Many of the company’s newest, grandest stores, like the two-level Lake Austin H-E-B, are standalone stores without other retail nearby on the lot. Shoppers can still make all of the tangential purchases they would at the traditional neighboring strip mall, but now H-E-B gets the proceeds. 

Tackling the Big D

Retail follows rooftops, the saying goes, but for H-E-B, it’s the other way around. 

“Real estate for H-E-B is like solving a puzzle — a puzzle that will shape the way Texas will look 10 years in the future,” Ben Scott, an H-E-B real estate executive, said on the firm’s website. 

The brand has long had a strong presence in Austin, Houston and San Antonio, where it is headquartered, but until recently, it had never extended its reach north of Waxahachie, a city 30 miles south of Dallas. H-E-B owned Central Market locations in Dallas-Fort Worth, but there were no H-E-B brand stores in Dallas or any of its growing satellites. 

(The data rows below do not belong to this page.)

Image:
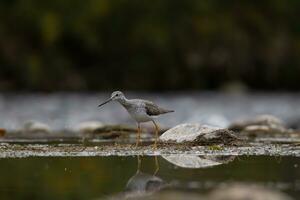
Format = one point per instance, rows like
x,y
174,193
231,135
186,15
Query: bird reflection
x,y
143,184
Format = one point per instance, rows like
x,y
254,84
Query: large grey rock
x,y
198,134
246,192
263,124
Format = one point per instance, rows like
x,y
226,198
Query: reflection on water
x,y
143,184
67,110
110,177
193,161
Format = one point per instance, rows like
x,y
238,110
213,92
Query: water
x,y
67,110
106,177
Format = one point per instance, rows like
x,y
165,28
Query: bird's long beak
x,y
108,100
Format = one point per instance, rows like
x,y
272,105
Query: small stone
x,y
260,124
199,135
36,127
2,132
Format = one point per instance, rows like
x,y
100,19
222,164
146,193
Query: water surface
x,y
104,177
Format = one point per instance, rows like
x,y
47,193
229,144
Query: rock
x,y
88,127
260,125
114,131
171,195
192,161
246,192
35,127
2,132
199,134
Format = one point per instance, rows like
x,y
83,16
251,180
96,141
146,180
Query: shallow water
x,y
104,177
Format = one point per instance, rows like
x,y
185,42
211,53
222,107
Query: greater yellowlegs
x,y
140,110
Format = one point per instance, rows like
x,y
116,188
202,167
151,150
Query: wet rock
x,y
246,192
88,127
35,127
173,195
2,132
114,131
192,161
199,135
263,124
294,124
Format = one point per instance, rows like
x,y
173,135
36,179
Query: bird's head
x,y
115,96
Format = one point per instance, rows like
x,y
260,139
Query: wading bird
x,y
140,110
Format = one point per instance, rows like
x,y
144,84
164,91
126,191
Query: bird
x,y
140,110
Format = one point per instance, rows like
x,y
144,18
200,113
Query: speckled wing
x,y
152,109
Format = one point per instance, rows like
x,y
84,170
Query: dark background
x,y
155,45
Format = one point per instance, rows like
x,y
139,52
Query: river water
x,y
115,177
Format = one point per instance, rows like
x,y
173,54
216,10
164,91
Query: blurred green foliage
x,y
154,45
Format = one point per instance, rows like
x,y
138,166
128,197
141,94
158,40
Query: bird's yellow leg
x,y
156,166
139,164
156,134
138,136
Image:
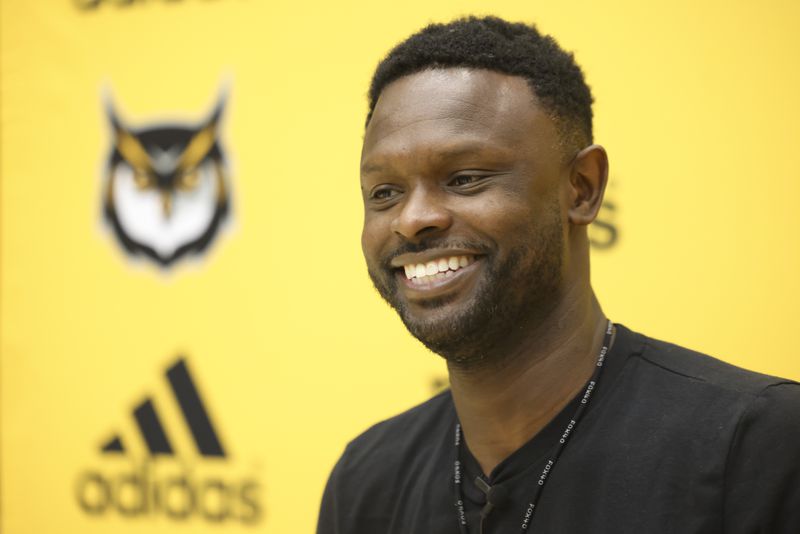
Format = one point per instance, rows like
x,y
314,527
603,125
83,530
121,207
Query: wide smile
x,y
437,276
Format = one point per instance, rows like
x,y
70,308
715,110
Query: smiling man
x,y
479,177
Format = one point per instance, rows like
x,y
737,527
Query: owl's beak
x,y
166,203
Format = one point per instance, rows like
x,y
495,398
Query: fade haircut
x,y
510,48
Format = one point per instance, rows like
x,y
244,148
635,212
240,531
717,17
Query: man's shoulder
x,y
412,432
702,370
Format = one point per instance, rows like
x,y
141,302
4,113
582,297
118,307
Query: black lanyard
x,y
557,450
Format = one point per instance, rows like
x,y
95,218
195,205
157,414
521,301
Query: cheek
x,y
374,235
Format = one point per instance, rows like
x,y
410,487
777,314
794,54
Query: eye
x,y
383,193
462,180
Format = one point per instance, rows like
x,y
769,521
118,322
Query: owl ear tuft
x,y
213,119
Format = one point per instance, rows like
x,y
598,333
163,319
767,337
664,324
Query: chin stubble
x,y
512,295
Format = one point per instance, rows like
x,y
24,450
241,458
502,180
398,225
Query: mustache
x,y
433,243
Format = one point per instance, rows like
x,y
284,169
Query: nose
x,y
422,214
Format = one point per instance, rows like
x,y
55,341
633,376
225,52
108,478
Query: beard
x,y
514,294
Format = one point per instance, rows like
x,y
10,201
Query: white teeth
x,y
436,269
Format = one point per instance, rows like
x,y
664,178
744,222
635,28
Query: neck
x,y
501,408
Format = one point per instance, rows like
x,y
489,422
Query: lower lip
x,y
438,287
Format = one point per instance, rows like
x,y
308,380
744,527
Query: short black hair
x,y
510,48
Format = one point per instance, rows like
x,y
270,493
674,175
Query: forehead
x,y
456,109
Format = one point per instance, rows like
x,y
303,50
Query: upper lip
x,y
429,255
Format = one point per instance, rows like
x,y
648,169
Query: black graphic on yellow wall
x,y
164,482
194,413
166,192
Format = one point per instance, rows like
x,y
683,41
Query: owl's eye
x,y
142,179
188,180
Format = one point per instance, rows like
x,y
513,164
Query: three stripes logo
x,y
194,412
164,483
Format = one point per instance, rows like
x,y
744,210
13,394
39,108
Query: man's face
x,y
463,227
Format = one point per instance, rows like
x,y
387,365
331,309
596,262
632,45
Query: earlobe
x,y
587,182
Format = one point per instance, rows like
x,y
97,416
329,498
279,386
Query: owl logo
x,y
166,192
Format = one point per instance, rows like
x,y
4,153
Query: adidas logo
x,y
194,412
165,483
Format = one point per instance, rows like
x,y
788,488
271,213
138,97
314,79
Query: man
x,y
479,180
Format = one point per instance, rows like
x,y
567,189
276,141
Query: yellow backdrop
x,y
291,350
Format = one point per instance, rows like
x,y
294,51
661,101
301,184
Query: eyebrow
x,y
448,153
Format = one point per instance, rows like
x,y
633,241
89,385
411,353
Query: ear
x,y
587,181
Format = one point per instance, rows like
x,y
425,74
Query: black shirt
x,y
673,442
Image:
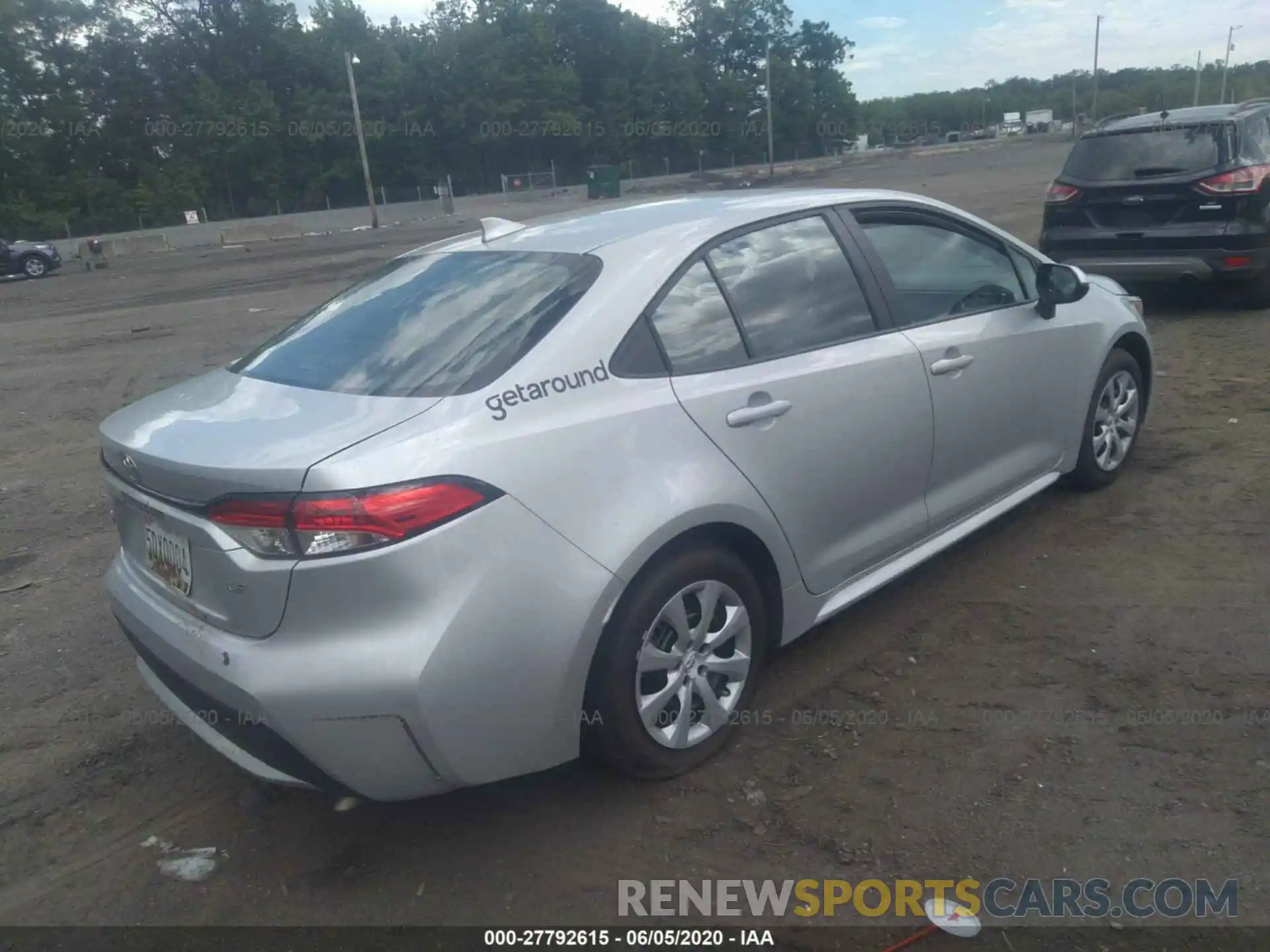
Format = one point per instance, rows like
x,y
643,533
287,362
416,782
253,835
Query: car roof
x,y
1181,117
683,221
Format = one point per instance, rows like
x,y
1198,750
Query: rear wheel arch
x,y
742,542
724,553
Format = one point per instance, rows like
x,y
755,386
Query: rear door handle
x,y
747,415
952,364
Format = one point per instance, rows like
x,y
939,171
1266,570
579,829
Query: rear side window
x,y
1152,153
793,288
1259,136
695,325
427,325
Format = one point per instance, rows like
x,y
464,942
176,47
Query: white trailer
x,y
1039,120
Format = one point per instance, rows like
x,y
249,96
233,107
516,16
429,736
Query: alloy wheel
x,y
693,664
1115,420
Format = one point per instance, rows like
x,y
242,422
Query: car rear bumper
x,y
451,659
1167,267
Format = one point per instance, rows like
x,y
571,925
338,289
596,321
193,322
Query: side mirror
x,y
1060,285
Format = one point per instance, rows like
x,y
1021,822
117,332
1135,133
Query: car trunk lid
x,y
1137,190
224,434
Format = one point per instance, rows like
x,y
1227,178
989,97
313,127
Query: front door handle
x,y
952,364
747,415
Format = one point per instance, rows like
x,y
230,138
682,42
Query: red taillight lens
x,y
1240,182
1058,193
343,522
254,513
257,524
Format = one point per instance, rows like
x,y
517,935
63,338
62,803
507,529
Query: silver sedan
x,y
563,487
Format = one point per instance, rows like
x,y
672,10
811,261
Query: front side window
x,y
1027,268
695,325
427,325
941,272
793,288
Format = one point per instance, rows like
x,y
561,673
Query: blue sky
x,y
913,46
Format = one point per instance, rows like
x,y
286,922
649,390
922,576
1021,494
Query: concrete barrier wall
x,y
138,245
259,231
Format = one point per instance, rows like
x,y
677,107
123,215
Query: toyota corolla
x,y
564,487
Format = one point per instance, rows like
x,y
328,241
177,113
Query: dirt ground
x,y
1003,684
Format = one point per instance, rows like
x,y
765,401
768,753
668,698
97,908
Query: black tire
x,y
34,267
614,730
1256,294
1089,475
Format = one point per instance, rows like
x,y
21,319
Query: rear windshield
x,y
427,325
1152,153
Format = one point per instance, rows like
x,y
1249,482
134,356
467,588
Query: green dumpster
x,y
603,182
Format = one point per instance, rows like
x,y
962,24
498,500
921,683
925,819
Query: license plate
x,y
168,557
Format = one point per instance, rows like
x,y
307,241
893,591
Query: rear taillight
x,y
1240,182
333,524
258,524
1058,193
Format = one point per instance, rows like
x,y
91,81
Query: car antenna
x,y
493,229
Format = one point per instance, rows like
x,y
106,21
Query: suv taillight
x,y
1058,193
1240,182
335,524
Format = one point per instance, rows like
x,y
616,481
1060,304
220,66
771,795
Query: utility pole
x,y
1094,107
361,141
771,155
1226,60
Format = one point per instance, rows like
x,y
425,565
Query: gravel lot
x,y
1005,683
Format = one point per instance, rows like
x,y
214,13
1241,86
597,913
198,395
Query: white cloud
x,y
879,56
882,22
1046,37
414,11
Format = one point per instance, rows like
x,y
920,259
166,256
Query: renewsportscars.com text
x,y
999,898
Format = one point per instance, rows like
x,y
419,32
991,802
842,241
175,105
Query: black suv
x,y
31,258
1169,197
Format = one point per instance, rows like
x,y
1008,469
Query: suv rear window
x,y
427,325
1151,153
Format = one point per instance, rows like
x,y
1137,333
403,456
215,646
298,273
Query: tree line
x,y
117,114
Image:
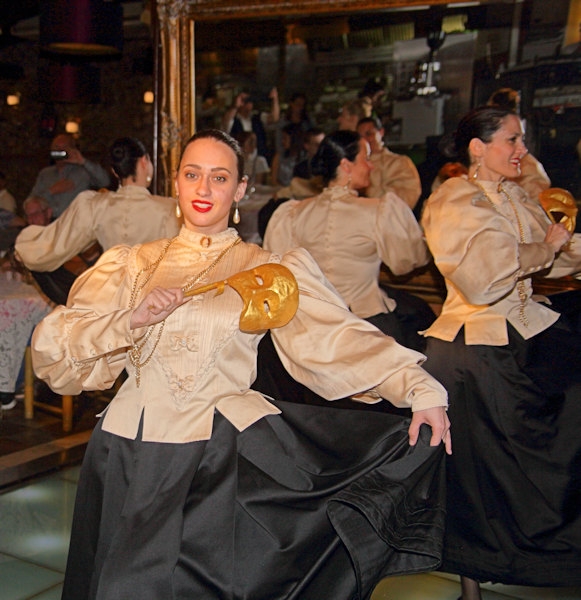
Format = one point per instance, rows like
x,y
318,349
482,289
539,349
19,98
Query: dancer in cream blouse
x,y
195,485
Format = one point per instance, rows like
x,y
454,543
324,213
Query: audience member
x,y
37,211
285,160
7,201
54,285
241,117
372,93
311,142
296,114
351,113
70,174
256,166
391,172
511,365
10,226
350,237
129,215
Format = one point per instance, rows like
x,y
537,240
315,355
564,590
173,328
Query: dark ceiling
x,y
12,13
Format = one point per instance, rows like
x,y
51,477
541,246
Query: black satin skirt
x,y
514,479
313,504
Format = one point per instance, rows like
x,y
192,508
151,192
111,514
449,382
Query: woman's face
x,y
500,158
207,184
361,167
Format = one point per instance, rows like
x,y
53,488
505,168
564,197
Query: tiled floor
x,y
35,517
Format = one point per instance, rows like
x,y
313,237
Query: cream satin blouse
x,y
394,173
350,236
131,215
487,244
201,361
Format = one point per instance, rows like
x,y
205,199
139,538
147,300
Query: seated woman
x,y
511,366
129,215
195,486
351,236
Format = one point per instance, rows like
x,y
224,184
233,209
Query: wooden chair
x,y
66,409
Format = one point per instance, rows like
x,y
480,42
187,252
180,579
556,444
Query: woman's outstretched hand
x,y
157,306
437,419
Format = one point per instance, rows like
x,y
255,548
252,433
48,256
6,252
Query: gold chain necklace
x,y
134,352
520,284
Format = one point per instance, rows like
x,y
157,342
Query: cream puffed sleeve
x,y
475,247
337,354
45,248
83,347
400,239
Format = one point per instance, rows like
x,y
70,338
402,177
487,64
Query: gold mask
x,y
561,207
270,293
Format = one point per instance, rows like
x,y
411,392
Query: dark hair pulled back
x,y
482,123
124,154
333,148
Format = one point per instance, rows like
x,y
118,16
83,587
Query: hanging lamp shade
x,y
81,27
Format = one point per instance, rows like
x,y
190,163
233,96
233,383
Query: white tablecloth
x,y
21,308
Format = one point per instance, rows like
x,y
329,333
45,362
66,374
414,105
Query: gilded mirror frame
x,y
174,22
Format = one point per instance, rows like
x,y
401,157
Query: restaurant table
x,y
21,308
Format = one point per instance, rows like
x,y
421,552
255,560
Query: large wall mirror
x,y
209,50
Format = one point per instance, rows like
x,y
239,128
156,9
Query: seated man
x,y
391,172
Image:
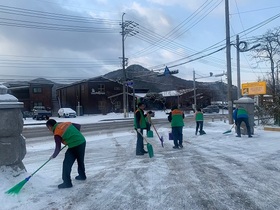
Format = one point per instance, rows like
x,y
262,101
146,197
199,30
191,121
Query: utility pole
x,y
127,30
228,59
124,72
194,91
238,67
241,46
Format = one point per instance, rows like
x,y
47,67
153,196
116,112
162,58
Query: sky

It’s not that H-E-B had no interest in Dallas — it was just waiting for the right time to strike. 

The company built a sleeper cell of properties in Dallas-Fort Worth. It has spent more than a decade banking land and monitoring demographics in Dallas, Plano, Frisco and other Metroplex towns. Now its plan is in motion. 

H-E-B’s first two stores in the Metroplex are in the high-growth cities of Frisco and Plano, north of Dallas. “You would’ve thought that the Beatles had re-formed and were on tour,” said James Cook, JLL’s head of retail research. 

“They can just hold on to that land. It allows them to be very strategic.”
James Cook, JLL’s head of RETAIL research

There are H-E-Bs under construction in Alliance and Allen, and a second is coming to Frisco near Little Elm, the fastest-growing place in the Metroplex. 

“They’ve been the most strategic of any grocer in being able to break into the North Texas market,” said Danny Lovell, president of the Rainier Companies, a commercial real estate firm with a portfolio of more than 5 million square feet of grocery-anchored assets. “They have been way out in front of everybody.” 

Part of that strategy is land banking. By the time the population spreads to the next city, H-E-B already owns the best commercial parcel near land zoned for residential uses. 

A handful of large commercial parcels in northern Fort Worth, like 8600 Quail Valley Drive, 200 East Bonds Ranch Road and 6351 West Bailey Boswell Road, belong to H-E-B, sitting undeveloped until their owner decides to build.

By focusing its U.S. operations just on Texas, H-E-B has been able to keep an edge.

“They can just hold on to that land,” Cook said. “It allows them to be very strategic” and not need to push for fast growth as public companies would, he added. 

The H-E-B Plus in Kyle, a booming suburb south of Austin, shows how H-E-B perfected the long-term development play. In 2006, the company signed a lease to anchor Kyle Marketplace, a 300-acre commercial district in the heart of the town, which didn’t even have its first traffic light until the following year. Its financial stake in the project is unclear, though it signed alongside Barshop-Oles as part of the ownership group in a 2007 agreement.

Kyle’s population grew by about 65 percent between 2010 and 2020, and another 25 percent from April 2020 to 2022, according to the Census Bureau.

With the 140,000-square-foot H-E-B as an anchor, all sorts of other developments have risen around it. Oaks on Marketplace, a 254-unit apartment complex, cropped up in 2017. Another large multifamily project is in the works nearby, with 30 more acres zoned for residential use right next to the grocery.

Last year H-E-B opened 12 stores and made several more land purchases, though the extent of its development site holdings is unknown because the company is secretive about where it may choose to build next. It declined to make executives available or comment for this article. 

Grocery is a cutthroat business built on slim margins and regional fiefdoms. As H-E-B’s turf grows to cover the entire Texas Triangle, a region spanning nearly 70 percent of the state’s population, the competition is on edge.

“They are feared by other grocers in the North Texas market,” Lovell said. “They control so much land, and they have such a compelling pitch to the communities when they come in.”